Callaway Golf (NYSE:ELY) named a new CEO today. The new executive comes from Adams Golf (NASDAQ:ADGF) where he was very successful in turning around that struggling golf manufacturer. Will he be able to work the same magic with this venerable golf equipment maker? Given his past success and Callaway's low valuation; an investor should definitely look into taking Callaway for a "drive".
6 reasons Callaway looks like a solid buy at $6.50 a share:
- The company has a solid balance sheet with over 10% of its market capitalization in net cash.
- Insiders have been net buyers of the stock over the past six months.
- The six analysts that cover Callaway have a current median price target on Callaway of $9 a share.
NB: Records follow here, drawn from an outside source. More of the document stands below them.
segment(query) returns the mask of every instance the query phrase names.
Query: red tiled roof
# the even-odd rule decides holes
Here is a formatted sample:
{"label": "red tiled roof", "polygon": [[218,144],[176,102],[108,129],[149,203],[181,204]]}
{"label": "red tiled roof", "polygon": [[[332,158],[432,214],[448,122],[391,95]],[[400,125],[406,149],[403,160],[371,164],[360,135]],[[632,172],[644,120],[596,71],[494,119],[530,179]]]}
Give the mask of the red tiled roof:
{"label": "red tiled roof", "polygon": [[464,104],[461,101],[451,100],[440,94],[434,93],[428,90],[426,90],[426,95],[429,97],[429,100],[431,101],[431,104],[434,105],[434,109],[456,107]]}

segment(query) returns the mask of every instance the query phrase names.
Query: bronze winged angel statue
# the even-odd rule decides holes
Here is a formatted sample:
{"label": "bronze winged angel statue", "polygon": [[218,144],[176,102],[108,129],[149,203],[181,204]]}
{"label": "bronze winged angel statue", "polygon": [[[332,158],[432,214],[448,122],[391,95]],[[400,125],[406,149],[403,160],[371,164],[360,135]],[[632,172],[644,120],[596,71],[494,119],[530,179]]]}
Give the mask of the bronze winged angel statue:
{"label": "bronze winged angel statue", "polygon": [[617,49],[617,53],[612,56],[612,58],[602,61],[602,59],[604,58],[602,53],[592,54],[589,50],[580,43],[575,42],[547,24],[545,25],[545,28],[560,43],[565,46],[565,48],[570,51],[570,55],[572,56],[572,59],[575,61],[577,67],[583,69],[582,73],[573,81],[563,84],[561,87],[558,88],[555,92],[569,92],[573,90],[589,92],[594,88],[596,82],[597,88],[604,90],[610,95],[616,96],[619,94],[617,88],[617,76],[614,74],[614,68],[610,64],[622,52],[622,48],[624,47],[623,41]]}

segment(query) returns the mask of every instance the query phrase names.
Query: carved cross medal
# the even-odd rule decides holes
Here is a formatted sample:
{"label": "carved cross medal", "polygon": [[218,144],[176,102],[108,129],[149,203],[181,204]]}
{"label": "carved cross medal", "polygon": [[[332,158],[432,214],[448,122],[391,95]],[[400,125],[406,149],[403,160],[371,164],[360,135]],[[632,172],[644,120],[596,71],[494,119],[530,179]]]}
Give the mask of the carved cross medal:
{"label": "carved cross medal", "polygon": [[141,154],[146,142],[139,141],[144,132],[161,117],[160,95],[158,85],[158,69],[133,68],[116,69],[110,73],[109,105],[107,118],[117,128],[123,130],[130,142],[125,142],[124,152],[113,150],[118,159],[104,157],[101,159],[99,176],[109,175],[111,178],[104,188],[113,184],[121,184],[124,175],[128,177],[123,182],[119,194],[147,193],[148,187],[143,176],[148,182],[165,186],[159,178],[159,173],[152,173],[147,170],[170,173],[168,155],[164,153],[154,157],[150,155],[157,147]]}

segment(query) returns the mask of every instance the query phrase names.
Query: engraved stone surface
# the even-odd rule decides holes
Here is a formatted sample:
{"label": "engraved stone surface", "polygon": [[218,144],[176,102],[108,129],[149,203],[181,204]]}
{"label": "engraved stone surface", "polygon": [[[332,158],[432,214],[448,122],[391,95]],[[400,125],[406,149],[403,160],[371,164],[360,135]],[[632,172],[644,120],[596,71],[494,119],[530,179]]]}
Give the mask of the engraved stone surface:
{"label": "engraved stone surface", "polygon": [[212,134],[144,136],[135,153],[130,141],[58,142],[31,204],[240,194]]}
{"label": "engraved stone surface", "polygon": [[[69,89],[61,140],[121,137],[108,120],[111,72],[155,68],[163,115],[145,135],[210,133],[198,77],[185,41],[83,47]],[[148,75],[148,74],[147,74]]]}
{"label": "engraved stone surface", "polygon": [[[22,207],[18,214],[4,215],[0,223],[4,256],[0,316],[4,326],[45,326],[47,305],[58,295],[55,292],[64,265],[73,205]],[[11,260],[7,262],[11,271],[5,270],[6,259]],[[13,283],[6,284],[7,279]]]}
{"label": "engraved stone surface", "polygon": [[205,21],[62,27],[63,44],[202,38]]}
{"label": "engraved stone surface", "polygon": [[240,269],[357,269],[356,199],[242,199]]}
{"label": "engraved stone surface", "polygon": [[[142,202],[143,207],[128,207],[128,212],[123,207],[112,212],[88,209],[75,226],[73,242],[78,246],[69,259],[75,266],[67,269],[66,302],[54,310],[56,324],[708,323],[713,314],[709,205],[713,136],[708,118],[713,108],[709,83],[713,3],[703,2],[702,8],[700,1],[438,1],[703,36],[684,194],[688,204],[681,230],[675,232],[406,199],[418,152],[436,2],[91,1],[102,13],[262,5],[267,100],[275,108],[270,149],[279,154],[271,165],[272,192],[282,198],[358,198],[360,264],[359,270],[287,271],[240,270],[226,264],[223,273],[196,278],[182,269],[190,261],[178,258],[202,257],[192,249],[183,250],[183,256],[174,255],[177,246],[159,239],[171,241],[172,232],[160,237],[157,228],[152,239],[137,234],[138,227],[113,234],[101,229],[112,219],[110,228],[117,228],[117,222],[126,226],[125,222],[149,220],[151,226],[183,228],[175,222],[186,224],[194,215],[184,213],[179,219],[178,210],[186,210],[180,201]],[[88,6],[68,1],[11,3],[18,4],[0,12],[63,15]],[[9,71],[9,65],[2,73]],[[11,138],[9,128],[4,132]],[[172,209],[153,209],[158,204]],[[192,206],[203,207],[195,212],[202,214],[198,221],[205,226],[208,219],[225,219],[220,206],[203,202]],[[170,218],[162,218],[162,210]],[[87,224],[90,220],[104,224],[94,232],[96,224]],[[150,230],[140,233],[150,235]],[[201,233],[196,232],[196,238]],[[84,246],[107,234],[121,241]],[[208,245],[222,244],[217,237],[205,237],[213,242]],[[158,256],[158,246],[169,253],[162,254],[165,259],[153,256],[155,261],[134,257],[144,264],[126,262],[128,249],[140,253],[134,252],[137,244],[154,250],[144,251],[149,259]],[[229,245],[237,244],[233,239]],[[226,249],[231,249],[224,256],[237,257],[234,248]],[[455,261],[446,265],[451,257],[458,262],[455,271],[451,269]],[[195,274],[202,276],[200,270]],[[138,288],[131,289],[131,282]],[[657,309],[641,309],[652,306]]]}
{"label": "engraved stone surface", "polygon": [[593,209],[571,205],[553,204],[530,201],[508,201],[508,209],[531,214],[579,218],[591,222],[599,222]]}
Given the new CEO's pas success at Adams Golf, it is probable that price target will be revised up in the near future.
- Even before the announcement of the new CEO, the stock appeared to have bottomed and crossed over its 200 day moving average earlier this year (See Chart).
- The stock is selling at just 82% of book value and at near the bottom of its five year valuation range based on price to sales.
- Speaking of sales, Analysts expect revenues to rebound over the next two years. They expect over 10% revenue growth in FY2012 and north of 6% growth in FY2013.
Disclosure: I have no positions in any stocks mentioned, but may initiate a long position in ELY over the next 72 hours.